Harry, do you happen to have a copy of the syllabus you put together to share? For a young, inquiring Midwestern scholar?

I have been very interested in this idea for a while now so I am happy to see a post discussing some of the merits of it and the feasibility moving forward. As far as classes that I know of offered in sort of "Midwest studies," I agree with several commentators here that most of them are local courses. I did my undergrad at Michigan Tech and we had a course on Michigan History as well as a course for Copper Country History which took a good look at mining in the Lake Superior region but mostly focused on the Keweenaw Peninsula, the rise and subsequent fall of the mines, and the people of the region.
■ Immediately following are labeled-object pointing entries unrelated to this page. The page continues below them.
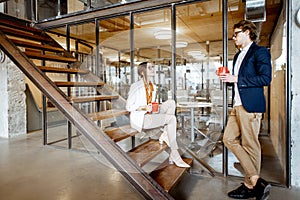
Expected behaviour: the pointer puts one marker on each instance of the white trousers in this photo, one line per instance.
(166, 117)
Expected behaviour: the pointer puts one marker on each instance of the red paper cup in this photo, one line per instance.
(222, 71)
(155, 107)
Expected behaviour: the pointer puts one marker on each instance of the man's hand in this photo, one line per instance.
(228, 78)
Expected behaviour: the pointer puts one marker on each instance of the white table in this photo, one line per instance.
(192, 106)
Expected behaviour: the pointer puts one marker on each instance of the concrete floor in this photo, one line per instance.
(31, 171)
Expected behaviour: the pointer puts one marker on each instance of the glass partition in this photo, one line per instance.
(152, 42)
(199, 46)
(114, 46)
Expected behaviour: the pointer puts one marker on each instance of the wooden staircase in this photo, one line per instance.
(35, 45)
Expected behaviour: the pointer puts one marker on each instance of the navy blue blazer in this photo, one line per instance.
(255, 72)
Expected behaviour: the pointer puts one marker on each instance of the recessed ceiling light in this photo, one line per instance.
(181, 44)
(163, 35)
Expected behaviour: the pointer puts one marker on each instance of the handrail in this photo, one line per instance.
(138, 178)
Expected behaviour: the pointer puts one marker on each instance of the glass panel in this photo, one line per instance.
(114, 34)
(152, 40)
(199, 54)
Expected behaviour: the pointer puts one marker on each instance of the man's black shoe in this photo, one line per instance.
(262, 189)
(242, 192)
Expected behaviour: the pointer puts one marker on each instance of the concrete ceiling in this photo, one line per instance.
(198, 24)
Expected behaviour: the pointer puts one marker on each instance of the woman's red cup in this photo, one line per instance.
(221, 71)
(155, 107)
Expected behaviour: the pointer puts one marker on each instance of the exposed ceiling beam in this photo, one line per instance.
(93, 14)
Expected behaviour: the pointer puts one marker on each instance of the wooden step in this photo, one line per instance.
(24, 35)
(83, 99)
(107, 114)
(78, 84)
(37, 46)
(63, 70)
(11, 24)
(167, 175)
(120, 133)
(56, 58)
(145, 152)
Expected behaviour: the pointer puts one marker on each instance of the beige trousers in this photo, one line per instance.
(166, 117)
(241, 138)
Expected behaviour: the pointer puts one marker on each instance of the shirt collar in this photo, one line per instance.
(245, 49)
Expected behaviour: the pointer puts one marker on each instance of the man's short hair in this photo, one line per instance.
(247, 25)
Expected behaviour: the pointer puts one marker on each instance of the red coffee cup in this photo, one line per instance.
(155, 107)
(222, 71)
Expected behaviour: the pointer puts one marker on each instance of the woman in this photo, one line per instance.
(140, 96)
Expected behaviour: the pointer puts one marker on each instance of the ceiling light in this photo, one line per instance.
(181, 44)
(195, 53)
(163, 35)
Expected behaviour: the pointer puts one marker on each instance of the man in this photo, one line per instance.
(251, 72)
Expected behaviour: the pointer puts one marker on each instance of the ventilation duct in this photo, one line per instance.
(255, 10)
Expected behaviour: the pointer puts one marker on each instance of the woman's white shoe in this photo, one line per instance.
(164, 138)
(176, 158)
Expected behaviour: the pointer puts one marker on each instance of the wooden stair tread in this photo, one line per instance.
(145, 152)
(107, 114)
(78, 84)
(25, 35)
(63, 70)
(120, 133)
(37, 46)
(19, 26)
(167, 175)
(83, 99)
(56, 58)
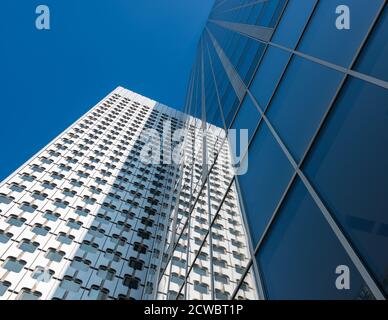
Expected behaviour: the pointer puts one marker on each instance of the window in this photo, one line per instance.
(71, 284)
(28, 294)
(28, 246)
(5, 236)
(269, 175)
(13, 264)
(334, 46)
(135, 263)
(302, 240)
(373, 57)
(348, 167)
(297, 120)
(131, 282)
(42, 274)
(4, 285)
(54, 255)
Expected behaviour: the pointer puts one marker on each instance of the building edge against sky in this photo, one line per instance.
(314, 98)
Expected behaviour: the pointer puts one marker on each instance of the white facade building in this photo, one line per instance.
(86, 218)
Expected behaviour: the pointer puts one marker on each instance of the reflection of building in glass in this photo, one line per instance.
(87, 218)
(314, 99)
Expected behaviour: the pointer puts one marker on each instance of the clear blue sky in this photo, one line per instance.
(48, 79)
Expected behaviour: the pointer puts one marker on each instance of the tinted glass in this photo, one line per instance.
(292, 23)
(301, 101)
(268, 74)
(373, 60)
(269, 172)
(334, 45)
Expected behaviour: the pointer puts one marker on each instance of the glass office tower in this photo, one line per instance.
(314, 98)
(110, 207)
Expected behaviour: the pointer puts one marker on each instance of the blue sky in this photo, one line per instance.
(48, 79)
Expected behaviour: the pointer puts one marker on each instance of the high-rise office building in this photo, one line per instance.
(309, 79)
(89, 218)
(104, 210)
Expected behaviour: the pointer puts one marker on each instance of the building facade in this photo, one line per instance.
(309, 79)
(88, 218)
(95, 215)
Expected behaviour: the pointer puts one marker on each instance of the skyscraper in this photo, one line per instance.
(309, 80)
(95, 215)
(91, 217)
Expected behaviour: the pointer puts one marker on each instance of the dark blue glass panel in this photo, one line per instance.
(292, 22)
(301, 101)
(269, 173)
(348, 167)
(373, 60)
(299, 256)
(268, 74)
(323, 40)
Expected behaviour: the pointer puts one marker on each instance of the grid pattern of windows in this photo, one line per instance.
(314, 99)
(88, 218)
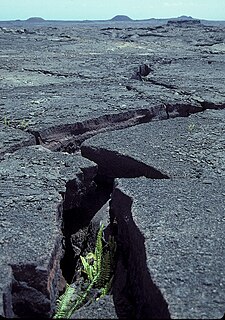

Those were the only two courses offered (Although I took a History of Canada course as well which gave a nice perspective of history on the other side of the lakes so they complimented each other in a way).

As a response to Eric's question about how do we see the Midwest(s), there isn't just - in my eyes - the Rust Belt v Corn Belt but even the Great Lakes v Plains. Now living in West Virginia, but from Michigan, my concept of the Midwest is different from many others. I see it as the Great Lakes region, for a sporting analogy, the old footprint of the Big Ten Conference. But even stretching beyond sort of this concept of Rust Belt v Corn Belt, Great Lakes v Plains, there are some regions of the "East" that have a very Midwestern feel. Erie, PA and Buffalo, NY have many qualities I think people would associate with the Rust Belt, Great Lakes Midwest. Long story short, as I have thought about the creation of a course for a Midwestern Studies class there is always the physical question of where is the Midwest and the lived experience question of where is the Midwest.

One way in which I have thought about approaching it in terms of getting it accepted as a course, or for grander ideas of a major even, would be through a transnational lens. How do people who live in the Midwest move through the space both locally and from overseas, from other regions of the country, and how do people interact through the Canadian-US border over time. Something akin to Bukowczyk, Faires, et al "Permeable Border."

This is great to see discussion about this.